0

We have a huge file of different urls (~500K - ~1M urls).
We want to use Grinder 3 for distributing these urls to the Workers in a way that every worker will invoke a single and different url.

In the JY script we could:

  • Read the file one time per Agent

  • Allocate line-number-ranges per Agent

  • Every Worker would gets a line/url according to its run-id from its Agent line-number-range.

This still means loading a huge file into memory and writing some code to a problem that might be common to many.

Any ideas to a simpler/ready-made solution?

user3139774
  • 1,295
  • 3
  • 13
  • 24

2 Answers2

0

I used Grinder in a similar fashion a while back, and wrote a utility for multi-threaded, one-time ingestion of URLs from a large file.

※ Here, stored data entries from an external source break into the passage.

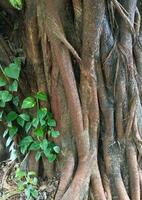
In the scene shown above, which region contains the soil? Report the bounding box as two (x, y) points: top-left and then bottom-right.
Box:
(0, 160), (59, 200)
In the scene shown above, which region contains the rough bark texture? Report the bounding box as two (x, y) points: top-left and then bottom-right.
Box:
(1, 0), (142, 199)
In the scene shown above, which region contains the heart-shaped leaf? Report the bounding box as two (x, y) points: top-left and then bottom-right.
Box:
(34, 128), (44, 137)
(9, 80), (18, 92)
(22, 97), (36, 109)
(36, 91), (47, 101)
(7, 111), (18, 121)
(51, 130), (60, 138)
(0, 78), (7, 87)
(35, 151), (42, 161)
(19, 113), (30, 121)
(0, 91), (13, 102)
(4, 63), (20, 80)
(53, 146), (60, 154)
(17, 117), (25, 127)
(9, 126), (18, 137)
(19, 136), (33, 154)
(47, 119), (56, 127)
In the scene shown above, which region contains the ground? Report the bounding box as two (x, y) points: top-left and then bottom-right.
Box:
(0, 160), (59, 200)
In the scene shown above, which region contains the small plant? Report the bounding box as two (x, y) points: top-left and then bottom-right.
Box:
(15, 168), (38, 200)
(0, 57), (61, 198)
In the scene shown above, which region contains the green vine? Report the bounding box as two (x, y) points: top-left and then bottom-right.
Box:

See https://bitbucket.org/travis_bear/file_util -- in particular, the sequential reader.

I'd recommend using the split command-line utility (or similar) to give separate chunks of the master file to each agent prior to executing your Grinder run.

Travis Bear
  • 13,039
  • 7
  • 42
  • 51
  • This definitely helps in the actual reading of the file, but still we'd presume there's a standard code for distributing the work to the agents and to the workers. – user3139774 Mar 06 '16 at 06:19
0

I would have taken a different approach if you like since its a huge file , How many threads are you planning to spawn . I believe you already know that you can get Grinder.ThreadNo to get the currently executing thread. You can actually divide the file using a pre-processor with equal number of records into number of thread and name them 0 , 1 ,2 etc which matches with thread name .

Why I am suggesting this is that processing the file looks like a pre task whats important are its contents. File processing should not interfere when threads are executing.

So now each thread will have its own file and no collisions .

for eg 20 threads 20 files however your number of threads should be chosen carefully and may be peak + 50 % .

user666
  • 1,104
  • 12
  • 20